Hospitals’ charity care spending and other community benefits may carry more weight in a new online ranking system that goes beyond traditional quality and safety information.
The not-for-profit Lown Institute developed the ranking system, which launched Tuesday and evaluates charity care spending, the amount of low-value services hospitals provide and their patient demographics compared with the community. Other popular ranking systems such CMS’ star ratings and those the Leapfrog Group and U.S. News and World Report largely rely g on outcomes measures to help consumers decide where to get care.
While the Lown Institute includes the typical Medicare quality measures in its ranking system, it also uses data from IRS 990 forms, SEC filings, CMS and the Labor Department to demonstrate how well hospitals are leveraging their role in their communities. Unlike other ranking systems, it is not intended for patients to shop around for services, but rather for healthcare executives and policymakers to examine the role of the nation’s hospitals in a different way.
“What we are showing isn’t news—there is a certain amount of inequity in healthcare,” said Dr. Vikas Saini, president of the Lown Institute. “But what we have tried to do is paint this picture in a way that allows everyone to see it and all of us to think about how to do things better.”
The ranking system uses three categories to evaluate hospital performance: patient outcomes, civic leadership and value of care. Each category is weighted at 50%, 30% and 20% respectively. Overall, 42 metrics are used in the rankings.
There are 3,359 hospitals included in the Lown Institute’s ranking system, with each receiving an overall letter grade and a separate grade for its performance in each category.

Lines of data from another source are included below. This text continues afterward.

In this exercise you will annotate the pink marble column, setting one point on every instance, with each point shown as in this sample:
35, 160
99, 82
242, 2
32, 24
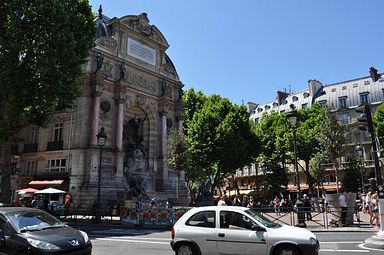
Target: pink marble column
119, 124
95, 118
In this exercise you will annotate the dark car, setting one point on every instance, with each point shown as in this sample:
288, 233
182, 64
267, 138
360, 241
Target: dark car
29, 231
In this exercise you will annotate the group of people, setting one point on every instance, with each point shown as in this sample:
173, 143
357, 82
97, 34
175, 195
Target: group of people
370, 205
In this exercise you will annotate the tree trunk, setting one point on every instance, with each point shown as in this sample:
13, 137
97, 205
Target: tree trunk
5, 174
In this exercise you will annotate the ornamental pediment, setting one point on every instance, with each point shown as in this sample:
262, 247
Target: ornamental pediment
107, 42
140, 24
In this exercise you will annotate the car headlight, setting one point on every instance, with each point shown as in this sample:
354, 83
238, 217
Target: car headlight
85, 236
42, 245
312, 241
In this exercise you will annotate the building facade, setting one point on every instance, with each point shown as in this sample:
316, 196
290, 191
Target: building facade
343, 98
129, 87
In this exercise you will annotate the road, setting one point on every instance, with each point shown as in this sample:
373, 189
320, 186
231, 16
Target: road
156, 242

The American Hospital Association slammed the Lown Institute’s ranking system, saying its definition of community benefit is “too narrow” and doesn’t recognize many ways hospitals contribute to medical research and professional training.
“The report uses confusing definitions and makes sweeping conclusions about hospital performance based on an incomplete set of data sources,” said Nancy Foster, vice president of quality and patient safety policy at the AHA, in a statement.
The system also doesn’t acknowledge that hospitals subsidize care for low-income patients due to lower payment from Medicaid, Foster said.
“The fact is that this report falls far short of criteria the AHA has endorsed for quality report cards and rating systems,” she said.
Saini admits the data used in the ranking system is limited but that’s a result of the information available at this time. He said CMS offers the most transparent look at claims data that commercial payers still keep hidden.
“There is not enough good national data for us to get a 360-degree view of hospitals in the healthcare system,” he said.
In its methodology report, the Lown Institute said it excluded research and professional development training funds spent by hospitals because “these types of community benefit have been criticized in the health policy and health services literature as not directly benefiting community health.”
Saini added that the Lown Institute was often limited in the data it could find for hospitals regarding community benefit spending and pay of CEOs as organizations report that information differently and some are more transparent than others. A 2018 Modern Healthcare in-depth report of hospital tax forms also found similar concerns.
Dr. John Mafi, an assistant professor of internal medicine at UCLA who has researched low-value care and quality measurement, took issue with some of the measures used by the Lown Institute to evaluate low-value care. The ranking system uses the rate of use of 13 services to determine if a hospital avoids overuse of services that don’t add value to the patient.
The problem is, Mafi said, that many of the measures haven’t been rigorously validated to indicate every time that the services turn out to be low value.
“Some of the measures they talk about, they use the terminology ‘always overuse’ metrics, and I don’t agree with that language,” he said. “I’m a primary-care physician and an expert on overuse, and I see a lot of gray.”
Saini said the ranking system is far from perfect and may even have errors, but he’s hopeful it will start a conversation in the industry about how hospitals operate in communities.
“What we have achieved is a first-time effort to gauge performance in a new way,” he said. “Many renowned hospitals struggle to advance equity in their region.”